Am I the only one that thinks that Andrew Sullivan's fantasy blogging from a non 9/11 world this week on New York Magazine is a pointless, inane, mental masturbation? I kept getting more and more infuriated the more I read it.
I don't think it is pointless to ask what if, and what the other contributors have to say is mildly interesting, but isn't it more to the point to ask, not if 9/11 had not happened but rather WHAT IF this country had acted intelligently before, during and after what happened? What if we had not gone to war with the wrong nation for the wrong reasons? What if the idiots from the CIA and the FBI had read the freaking memo and talked to one another? What if G.W had not stolen the election in Florida or the Supreme Court given him carte blanche to usurp a presidency that did not belong to him? What if Al Gore had put on a fight, instead of just putting on weight and a beard?

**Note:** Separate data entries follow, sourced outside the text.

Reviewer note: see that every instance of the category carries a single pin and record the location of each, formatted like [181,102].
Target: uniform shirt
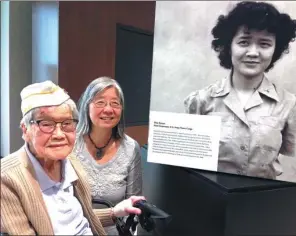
[63,207]
[251,137]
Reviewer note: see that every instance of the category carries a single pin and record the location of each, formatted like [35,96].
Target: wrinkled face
[105,109]
[56,145]
[251,52]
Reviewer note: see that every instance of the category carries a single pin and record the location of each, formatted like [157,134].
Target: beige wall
[17,73]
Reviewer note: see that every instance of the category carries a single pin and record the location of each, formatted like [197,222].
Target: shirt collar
[224,87]
[68,173]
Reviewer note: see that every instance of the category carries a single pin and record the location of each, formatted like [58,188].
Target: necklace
[99,152]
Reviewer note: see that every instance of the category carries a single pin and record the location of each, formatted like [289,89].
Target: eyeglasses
[48,126]
[103,103]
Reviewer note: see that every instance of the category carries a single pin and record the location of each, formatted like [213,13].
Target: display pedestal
[216,204]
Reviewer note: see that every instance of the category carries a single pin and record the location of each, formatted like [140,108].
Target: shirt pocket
[226,125]
[269,133]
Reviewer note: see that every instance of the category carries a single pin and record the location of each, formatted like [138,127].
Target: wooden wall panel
[87,42]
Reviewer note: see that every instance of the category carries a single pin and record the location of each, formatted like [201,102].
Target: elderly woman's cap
[42,94]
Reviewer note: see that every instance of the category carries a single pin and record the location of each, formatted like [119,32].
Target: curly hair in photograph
[254,16]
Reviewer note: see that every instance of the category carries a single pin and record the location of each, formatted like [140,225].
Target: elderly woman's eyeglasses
[103,103]
[48,126]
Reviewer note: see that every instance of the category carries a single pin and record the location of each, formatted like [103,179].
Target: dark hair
[254,16]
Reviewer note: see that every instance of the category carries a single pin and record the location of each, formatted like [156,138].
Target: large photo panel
[241,119]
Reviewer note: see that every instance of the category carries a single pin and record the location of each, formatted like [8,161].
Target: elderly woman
[43,189]
[110,157]
[258,117]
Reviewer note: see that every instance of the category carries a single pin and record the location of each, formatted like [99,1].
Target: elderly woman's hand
[125,207]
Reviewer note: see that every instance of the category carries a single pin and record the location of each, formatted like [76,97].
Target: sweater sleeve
[13,218]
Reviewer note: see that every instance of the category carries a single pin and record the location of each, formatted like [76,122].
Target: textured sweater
[23,210]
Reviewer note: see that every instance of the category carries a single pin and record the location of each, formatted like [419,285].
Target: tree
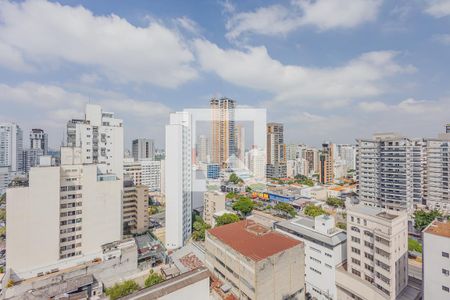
[153,278]
[243,205]
[341,225]
[286,208]
[122,289]
[335,202]
[422,218]
[313,211]
[226,219]
[414,245]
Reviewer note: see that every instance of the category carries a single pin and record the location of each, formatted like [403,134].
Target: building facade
[178,178]
[100,137]
[134,207]
[11,146]
[256,262]
[223,130]
[276,151]
[377,253]
[326,164]
[213,201]
[325,250]
[143,149]
[436,260]
[390,171]
[77,207]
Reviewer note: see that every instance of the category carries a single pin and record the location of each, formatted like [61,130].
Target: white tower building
[11,146]
[178,173]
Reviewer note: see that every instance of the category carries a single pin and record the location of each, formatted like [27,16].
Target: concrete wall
[33,221]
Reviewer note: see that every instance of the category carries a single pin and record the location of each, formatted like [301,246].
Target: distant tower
[223,141]
[276,151]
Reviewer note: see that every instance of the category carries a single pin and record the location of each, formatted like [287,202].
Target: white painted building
[62,217]
[390,171]
[325,250]
[143,149]
[151,174]
[377,254]
[100,137]
[178,178]
[11,146]
[436,260]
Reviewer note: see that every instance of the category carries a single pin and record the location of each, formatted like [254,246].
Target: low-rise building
[377,254]
[256,262]
[436,260]
[214,201]
[325,250]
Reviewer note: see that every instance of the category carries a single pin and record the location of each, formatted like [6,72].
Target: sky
[332,70]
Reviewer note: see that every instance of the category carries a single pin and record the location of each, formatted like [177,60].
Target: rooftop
[252,239]
[304,227]
[439,227]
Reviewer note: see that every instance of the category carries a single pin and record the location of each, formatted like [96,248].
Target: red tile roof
[252,239]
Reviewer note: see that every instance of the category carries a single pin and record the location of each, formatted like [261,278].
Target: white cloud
[365,76]
[323,14]
[375,106]
[47,33]
[438,8]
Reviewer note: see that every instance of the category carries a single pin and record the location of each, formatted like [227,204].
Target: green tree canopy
[244,205]
[423,218]
[286,208]
[198,228]
[414,245]
[226,219]
[122,289]
[313,211]
[153,278]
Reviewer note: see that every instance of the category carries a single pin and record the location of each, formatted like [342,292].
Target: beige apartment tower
[326,164]
[223,141]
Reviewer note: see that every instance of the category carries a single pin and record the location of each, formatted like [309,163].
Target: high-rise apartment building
[178,173]
[213,201]
[134,207]
[436,188]
[151,175]
[132,169]
[390,171]
[100,137]
[326,164]
[39,140]
[312,158]
[436,260]
[11,146]
[75,207]
[276,151]
[203,149]
[223,140]
[377,254]
[143,149]
[325,250]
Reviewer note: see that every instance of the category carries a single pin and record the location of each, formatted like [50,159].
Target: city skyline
[308,68]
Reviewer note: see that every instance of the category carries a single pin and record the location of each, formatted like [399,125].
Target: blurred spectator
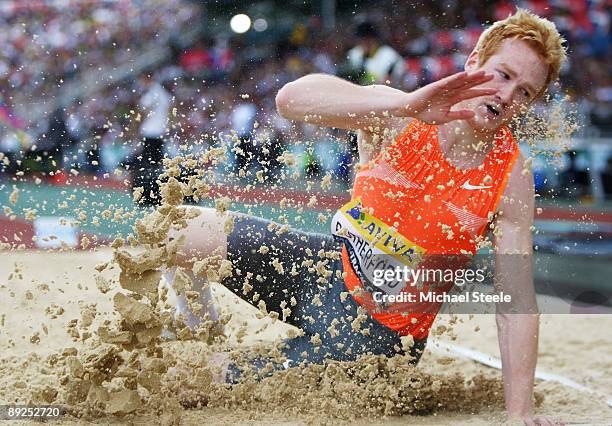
[155,107]
[372,61]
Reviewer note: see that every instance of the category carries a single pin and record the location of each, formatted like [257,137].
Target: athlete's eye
[503,74]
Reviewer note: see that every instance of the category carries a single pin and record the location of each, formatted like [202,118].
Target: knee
[202,237]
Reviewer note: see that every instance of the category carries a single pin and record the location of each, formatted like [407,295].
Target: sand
[53,307]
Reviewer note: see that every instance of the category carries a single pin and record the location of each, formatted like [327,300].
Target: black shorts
[288,270]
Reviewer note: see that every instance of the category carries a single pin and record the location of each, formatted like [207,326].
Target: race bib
[374,248]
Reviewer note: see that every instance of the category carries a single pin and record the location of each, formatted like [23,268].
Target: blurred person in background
[373,61]
[154,106]
[243,123]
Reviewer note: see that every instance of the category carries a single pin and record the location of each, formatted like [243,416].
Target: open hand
[433,103]
[542,421]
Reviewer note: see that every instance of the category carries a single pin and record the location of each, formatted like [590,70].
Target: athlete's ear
[471,62]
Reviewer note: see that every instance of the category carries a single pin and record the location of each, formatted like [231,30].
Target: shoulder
[372,141]
[519,193]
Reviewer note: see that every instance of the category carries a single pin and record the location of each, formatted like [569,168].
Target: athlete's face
[519,75]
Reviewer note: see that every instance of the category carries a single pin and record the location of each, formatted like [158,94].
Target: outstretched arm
[329,101]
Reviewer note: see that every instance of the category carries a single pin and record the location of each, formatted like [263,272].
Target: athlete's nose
[504,95]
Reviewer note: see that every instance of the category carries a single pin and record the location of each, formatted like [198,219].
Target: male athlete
[438,167]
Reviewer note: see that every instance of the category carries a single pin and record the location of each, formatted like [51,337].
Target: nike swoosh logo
[467,185]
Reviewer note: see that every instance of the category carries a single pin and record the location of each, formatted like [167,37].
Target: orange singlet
[411,196]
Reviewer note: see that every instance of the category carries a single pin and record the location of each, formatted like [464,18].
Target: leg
[203,237]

I find it idiotic to envision there not being an attack, because that is not a learning lesson, that is just a fantasy. What we sorely need are learning lessons, and we need to apply them fast.
In a nutshell, in his fertile imagination Sullivan envisions an attack with cyanide gas in five world capitals: London, Tel Aviv (since there are no subways in the Holy Land, he proposes rockets with chemical warheads), New York, Moscow and D.C., while Al Gore is president. He puts the death toll at over 10 thousand people. He goes on an on about how the attack is planned, and all the methods that are used in almost pornographic detail. Having fun yet, Andy? Why don't you just write a manual?
Number one: people in the West should stop brainstorming in behalf of the "islamofascist" motherfuckers, because one day they are going to take you up on it. Also, it confirms in their minds the mass hysteria they are able to cause, which is exactly what they want. Bernard Lewis and Sullivan, you are grounded.
Number two: it disgraces you to elevate these assholes to that level of efficiency. To fantasize about more and more reckless terrorist murders somehow aggrandizes these beasts, and that pisses me off.
Of course people who are hard at work in the prevention of terror need to be as imaginative as possible about every conceivable scenario, but to read a fantastic account of what did not happen makes me queasy. It's a waste of time.
Since there is no 9/11, Sullivan envisions Rumsfeld and Bush almost completely defanged, since they are not in power, and the little time they spend in power before Gore wins the election they are obsessed with China. Bush and Rumsfeld and Cheney, who is completely neutralized and out of the picture in this scenario, are who they are precisely because of the lethal combination of who they already were with what happened. So again, what is the point?
You know, in Mexico there is a saying: "if my grandmother had wheels, she would have been a bicycle"
In fact, almost the entire issue of the magazine is devoted to 9/11 and it seems to me that its mix of bad taste and interesting stuff is symbolic of how fragmented and schizoid our dealing with it is.
I agree with John Homans' article on the shameless culture of grief it has spawned in this country, where everybody and their brother now can stake claim to some form of victimhood or another.
There is mawkish, manipulative, entitled grief and there is dignified grief, and I much prefer the latter.
I was shocked at the photographs of personal belongings recovered from the site. I am certainly not one of those people who after five years are still saying it's too soon for Oliver Stone to make a movie about that day. Instead, I wish we would all just shut up about it already, especially our disgraceful president. If he has abused this event to the best of his ability every single waking moment of his life since (putting us all in further danger, by the way), and if there were enterprising people selling souvenir postcards and t-shirts already on 9/12, Oliver Stone has the right to do whatever the hell he pleases, give me a break. But why am I looking at the wallet and mangled id card of a dead person? Or at a charred fireman's helmet? I find this is morbid and in terrible taste.
They got a number of survivors in a room to talk about their life that day and since. It is compelling and truthful and sheds light on the very complex issue of surviving a terrible ordeal while others don't. Everything is not rosy afterwards, people are alienated from their families, aloof and impatient, traumatized still, and most astoundingly, when asked if they are bitter against Saudis or Iranians etc, they all said no. No? NO? Wow.
I learned a lot more in that article that in the nonsense all those self-important pundits were dreaming of.